It’s not because I have nothing to say. As an opinionated writer who has frequent opportunities to foist his opinions on an unsuspecting public in bites of 850 words or so, I feel more or less compelled to write about the choice facing my readers …
Sometimes the hardest part of writing a column is just getting started.
This is one of those times.
It’s not because I have nothing to say. As an opinionated writer who has frequent opportunities to foist his opinions on an unsuspecting public in bites of 850 words or so, I feel more or less compelled to write about the choice facing my readers on election day.
The problem is, I don’t exactly know where to start — so hold your breath, and I’ll just plunge in.
As we all know, many Americans are having a difficult time with this election, particularly with the presidential part of it. Well, I’m not one of the many. I made my tentative decision about two weeks after the candidates announced they were running.
Then I watched as, one by one, these candidates fell by the wayside, and long before the final primary, let alone the conventions, my choice was solidified. Every day since then, I’ve become more certain that it’s the right choice..
It will probably come as no surprise to anyone that I will vote for Hillary Clinton.
My choice won’t mean much. I live in a state where the majority will vote for Donald Trump.
This means my vote won’t really count, because of the Electoral College scheme George Washington and Co. laid on us with the best of intentions back in 1788. Because of that system, Trump’s winning the majority will mean that Wyoming will vote unanimously for him when the Electoral College meets in December — and my vote won’t mean a thing.
Even so, I’ll vote for Clinton.
Most everybody around here thinks I’m a liberal, which I suppose I am, although I don’t think of myself as either liberal or conservative. I think government tries to do some things it can’t do, but I don’t think all government activity is a waste of my tax money or bound to fail. Like most Republicans, for example, I believe in free trade, but like most Democrats, I think the government has an obligation to assist those who lose jobs because of that trade to find another way to make a living — and help them avoid losing their homes or being unable to take their kids to the doctor in the meantime.
But my vote for Clinton isn’t based on liberalism or conservatism, because I have other reasons for voting against Trump.
Throughout his campaign, Trump’s rhetoric has been aimed not at leading, but at destroying. The actions he suggests would severely damage our relations with other nations. The trade agreements he wants to tear up do impact some jobs, but they create others, and in doing so encourage and support economic activity. He also has questioned the NATO agreement that has kept Europe peaceful for decades, and suggests he would ignore it, thereby damaging our relations with major allies. He doesn’t understand that the nuclear treaty with Iran was the product of negotiations involving several nations, and not by President Obama alone. In short, he has demonstrated considerable ignorance about America’s foreign policy, yet he wants to be put in charge of it.

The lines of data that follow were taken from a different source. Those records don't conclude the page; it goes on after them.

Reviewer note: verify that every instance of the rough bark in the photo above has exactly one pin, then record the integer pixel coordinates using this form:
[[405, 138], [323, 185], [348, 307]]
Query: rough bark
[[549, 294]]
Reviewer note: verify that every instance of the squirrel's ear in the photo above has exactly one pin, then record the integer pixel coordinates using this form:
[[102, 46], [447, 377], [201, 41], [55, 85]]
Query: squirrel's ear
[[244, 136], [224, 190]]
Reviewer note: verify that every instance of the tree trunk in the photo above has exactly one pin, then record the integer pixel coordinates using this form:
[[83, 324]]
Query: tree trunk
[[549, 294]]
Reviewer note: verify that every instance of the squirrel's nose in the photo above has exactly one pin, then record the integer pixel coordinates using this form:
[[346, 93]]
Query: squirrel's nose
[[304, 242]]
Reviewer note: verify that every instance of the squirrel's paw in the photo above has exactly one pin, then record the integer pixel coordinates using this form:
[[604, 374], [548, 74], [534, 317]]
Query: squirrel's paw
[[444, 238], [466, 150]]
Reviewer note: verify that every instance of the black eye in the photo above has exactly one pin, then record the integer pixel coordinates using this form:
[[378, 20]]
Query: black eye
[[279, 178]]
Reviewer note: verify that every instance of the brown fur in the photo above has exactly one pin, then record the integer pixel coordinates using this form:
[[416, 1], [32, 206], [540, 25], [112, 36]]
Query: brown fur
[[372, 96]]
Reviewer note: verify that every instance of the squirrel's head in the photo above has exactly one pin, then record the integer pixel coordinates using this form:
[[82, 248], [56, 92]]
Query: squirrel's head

Trump’s rhetoric also tells me he doesn’t know how the government works. He has talked about the Supreme Court passing bills, for example, and believes he will have the power as president to toss Clinton in jail without a trial. Or that he can build a wall on the Mexican border without money appropriated by Congress. In fact, he rarely mentions Congress; instead, he only talks about what he would do. Worse, he doesn’t seem to understand the concept of freedom of religion, freedom of press, rule of law, or even democracy. Four years ago, when he learned Obama had won reelection, he famously said, “This is no longer a democracy,” and recently he said he might not accept the results of the election. This makes me wonder if he really knows what democracy is.
Further, his rhetoric demonstrates that he looks upon politics with disdain. His rants about “political correctness” are essentially attacks on the process by which free people govern themselves. Unfortunately, many Americans also hate politics because it frequently produces policies and actions they don’t like. But politics is vital to a free nation, and the only way to get rid of it is to submit to someone who makes all the rules unilaterally.

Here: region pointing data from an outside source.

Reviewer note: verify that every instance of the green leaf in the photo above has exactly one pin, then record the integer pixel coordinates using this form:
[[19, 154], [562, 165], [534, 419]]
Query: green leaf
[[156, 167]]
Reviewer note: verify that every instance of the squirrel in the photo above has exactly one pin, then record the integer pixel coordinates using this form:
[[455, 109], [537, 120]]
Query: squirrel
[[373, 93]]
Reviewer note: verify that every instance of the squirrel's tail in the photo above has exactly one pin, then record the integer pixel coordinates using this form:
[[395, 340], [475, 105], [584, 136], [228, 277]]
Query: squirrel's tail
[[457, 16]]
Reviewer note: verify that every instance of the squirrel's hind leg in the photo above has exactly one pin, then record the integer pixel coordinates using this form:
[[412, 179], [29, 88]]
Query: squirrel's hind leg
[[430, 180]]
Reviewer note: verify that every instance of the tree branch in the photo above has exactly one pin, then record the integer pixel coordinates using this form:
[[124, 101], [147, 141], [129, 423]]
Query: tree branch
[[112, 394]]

And that’s a big reason why I won’t vote for Trump. He believes running the country will be just like running his business. The problem is that, in his business, he can run it the way he wants to without consulting anybody else. He’s a bit like a dictator, and he can expect his employees to jump on his command.

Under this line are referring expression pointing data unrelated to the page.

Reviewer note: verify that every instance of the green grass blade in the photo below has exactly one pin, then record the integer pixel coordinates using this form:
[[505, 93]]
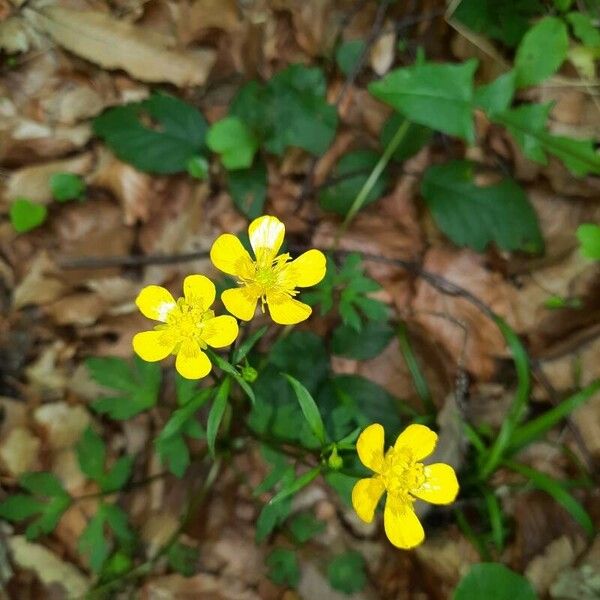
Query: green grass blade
[[537, 427]]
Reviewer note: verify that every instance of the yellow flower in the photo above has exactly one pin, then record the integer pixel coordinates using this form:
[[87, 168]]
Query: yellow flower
[[187, 327], [399, 473], [272, 278]]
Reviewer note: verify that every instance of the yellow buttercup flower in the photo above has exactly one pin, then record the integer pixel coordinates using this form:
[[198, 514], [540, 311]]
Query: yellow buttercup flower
[[187, 326], [400, 473], [271, 277]]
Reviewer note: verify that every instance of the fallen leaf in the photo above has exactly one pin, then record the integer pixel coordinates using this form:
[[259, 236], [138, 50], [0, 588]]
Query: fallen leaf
[[51, 569], [116, 44], [19, 451]]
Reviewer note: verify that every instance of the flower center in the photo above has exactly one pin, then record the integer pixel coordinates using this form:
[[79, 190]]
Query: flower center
[[186, 322], [401, 473]]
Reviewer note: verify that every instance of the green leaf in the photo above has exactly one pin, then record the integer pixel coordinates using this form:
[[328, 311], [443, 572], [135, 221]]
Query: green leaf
[[137, 386], [48, 520], [42, 484], [347, 572], [234, 141], [293, 487], [290, 110], [497, 95], [158, 135], [118, 475], [552, 487], [477, 216], [416, 137], [503, 20], [26, 215], [348, 54], [493, 581], [536, 428], [197, 167], [215, 416], [439, 96], [183, 559], [248, 188], [584, 29], [66, 186], [368, 343], [305, 526], [541, 52], [283, 567], [228, 368], [588, 235], [351, 172], [527, 123], [309, 409], [92, 542], [91, 454], [19, 507]]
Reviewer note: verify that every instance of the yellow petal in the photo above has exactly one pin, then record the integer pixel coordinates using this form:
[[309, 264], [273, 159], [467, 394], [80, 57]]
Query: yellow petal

But if he becomes president, he can’t run the United States that way. He can’t just decide to build a wall or throw an opponent in jail. He can’t limit people because of their religion or force newspaper editorialists to stop criticizing him. Instead, he will need to practice politics, and maybe even be “politically correct” to get what he wants, and that will anger many who voted for him. It will also cause great frustration, and we have all seen how he reacts when frustrated by things that don’t go his way.
I have other reasons to vote against Trump, but in short, I believe Trump has neither the understanding, the temperament nor the knowledge he needs to be the president, and I won’t vote for him.
As for voting for Clinton, that will require another column. Sorry.